Neighboring cities in the Pearl River Delta, such as Dongguan, followed the trend and the province became the main source of furniture for the domestic market and exports. But that cradle has been rocked hard and taken some knocks over the years.
Guangdong furniture gradually lost its dominant position as the domestic market grew and economic woes hit overseas markets. In 2009, its Chinese market share dropped from 50 percent in 2007 to one-third, and today is less than 30 percent, said Qian Jiang, general manager of the Asian International Furniture Material Trading Center, a 2,740-hectare park in Shunde that houses 1,100 furniture businesses, the largest of its kind in the world.
In November, it was reported that several companies were debt-ridden. Some had closed their factories.
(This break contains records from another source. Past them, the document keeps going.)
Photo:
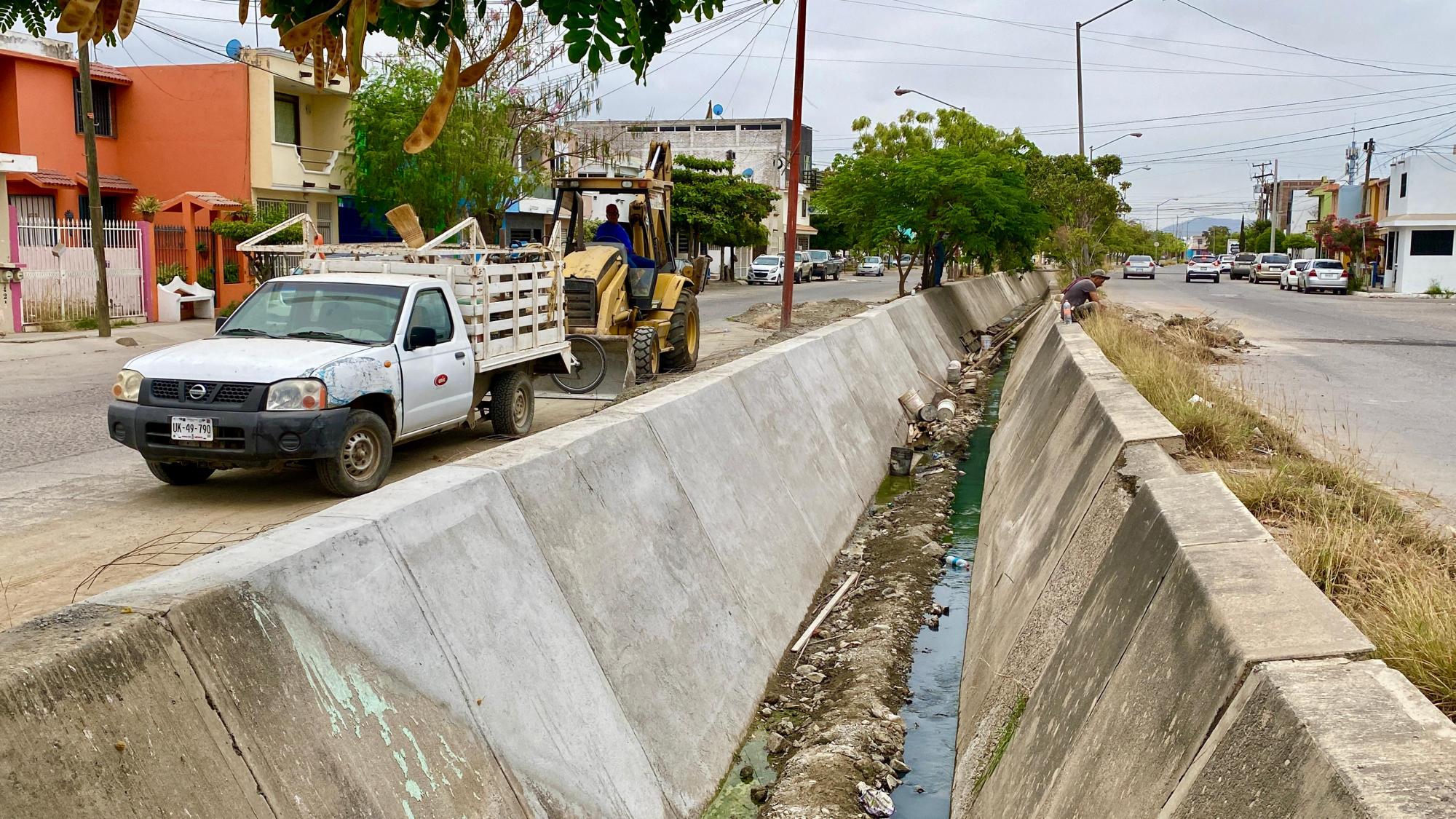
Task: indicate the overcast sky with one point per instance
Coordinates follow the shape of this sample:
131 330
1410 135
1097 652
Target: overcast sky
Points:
1155 66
"In our center, 20 percent of the shops were in the black, 30 percent broke even and 50 percent were in the red in 2012," said Qian.
Although the center's turnover in 2011 had been close to 30 billion yuan ($482 million), growth rates across the industry in Shunde and Guangdong had slowed down considerably and it was no longer sitting comfortably.
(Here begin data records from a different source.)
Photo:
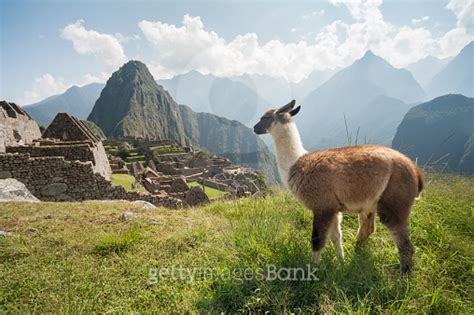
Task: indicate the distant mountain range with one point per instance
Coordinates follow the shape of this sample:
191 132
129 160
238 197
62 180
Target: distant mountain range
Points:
425 69
133 104
456 77
440 133
370 97
76 101
350 93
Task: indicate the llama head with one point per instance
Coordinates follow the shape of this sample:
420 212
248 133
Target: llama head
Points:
275 117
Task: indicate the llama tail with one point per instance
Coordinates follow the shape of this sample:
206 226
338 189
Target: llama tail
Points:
421 181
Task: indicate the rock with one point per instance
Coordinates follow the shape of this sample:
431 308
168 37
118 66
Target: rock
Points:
5 174
144 204
5 233
196 196
240 177
179 185
14 190
53 189
252 187
129 215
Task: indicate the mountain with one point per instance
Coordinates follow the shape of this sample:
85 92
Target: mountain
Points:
229 138
76 101
133 104
348 94
440 131
456 77
220 96
377 122
425 69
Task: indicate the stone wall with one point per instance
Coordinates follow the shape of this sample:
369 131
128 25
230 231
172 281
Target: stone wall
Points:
16 126
84 152
215 184
56 179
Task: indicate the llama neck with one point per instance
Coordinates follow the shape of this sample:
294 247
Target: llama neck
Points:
288 146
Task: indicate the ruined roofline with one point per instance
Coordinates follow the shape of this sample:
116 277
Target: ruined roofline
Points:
65 123
85 129
13 110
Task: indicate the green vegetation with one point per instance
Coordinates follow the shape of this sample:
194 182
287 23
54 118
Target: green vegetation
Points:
95 129
212 193
85 257
166 149
124 180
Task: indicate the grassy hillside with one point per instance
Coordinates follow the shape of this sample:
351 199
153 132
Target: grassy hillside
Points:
86 257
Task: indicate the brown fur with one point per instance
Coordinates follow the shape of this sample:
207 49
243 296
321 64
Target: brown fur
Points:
361 179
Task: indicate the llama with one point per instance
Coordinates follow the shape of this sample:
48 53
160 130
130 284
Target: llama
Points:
364 179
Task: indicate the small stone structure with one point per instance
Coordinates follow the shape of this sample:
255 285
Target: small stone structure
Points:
16 126
70 138
56 179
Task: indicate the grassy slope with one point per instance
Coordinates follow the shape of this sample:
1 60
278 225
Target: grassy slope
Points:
212 193
124 180
70 257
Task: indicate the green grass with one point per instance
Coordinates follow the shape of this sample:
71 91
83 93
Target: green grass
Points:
84 257
212 193
124 180
166 149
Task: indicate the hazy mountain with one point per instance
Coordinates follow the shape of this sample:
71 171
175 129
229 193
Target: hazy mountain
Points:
349 93
133 104
221 96
425 69
376 122
229 138
456 77
76 101
441 131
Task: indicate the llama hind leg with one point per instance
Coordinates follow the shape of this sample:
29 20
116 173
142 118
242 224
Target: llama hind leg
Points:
335 234
366 225
404 246
322 221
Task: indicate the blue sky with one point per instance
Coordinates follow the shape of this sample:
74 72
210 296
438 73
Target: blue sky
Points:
48 46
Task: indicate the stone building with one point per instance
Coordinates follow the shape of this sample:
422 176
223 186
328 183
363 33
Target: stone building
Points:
16 126
70 138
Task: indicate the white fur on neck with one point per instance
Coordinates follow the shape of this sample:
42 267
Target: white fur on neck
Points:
288 146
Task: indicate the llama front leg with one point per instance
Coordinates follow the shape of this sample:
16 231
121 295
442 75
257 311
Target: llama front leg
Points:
322 221
336 235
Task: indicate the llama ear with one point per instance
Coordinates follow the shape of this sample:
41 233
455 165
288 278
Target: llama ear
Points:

This has been put down to the combined effects of the economic slowdown in the principal overseas markets of Europe and the United States, stricter regulation of the property market in China, higher labor and land costs, attractive policies from other regions forcing companies to relocate, and shortfalls in the quality and design of furniture.
"Growth in Shunde has inevitably slowed down as a result of new policies and the macroeconomic environment," Qian said.
"Another factor is that Shunde is facing more challenges from other fast-growing furniture manufacturing bases in China, such as Likou in Jiangsu province and Chengdu in Sichuan province."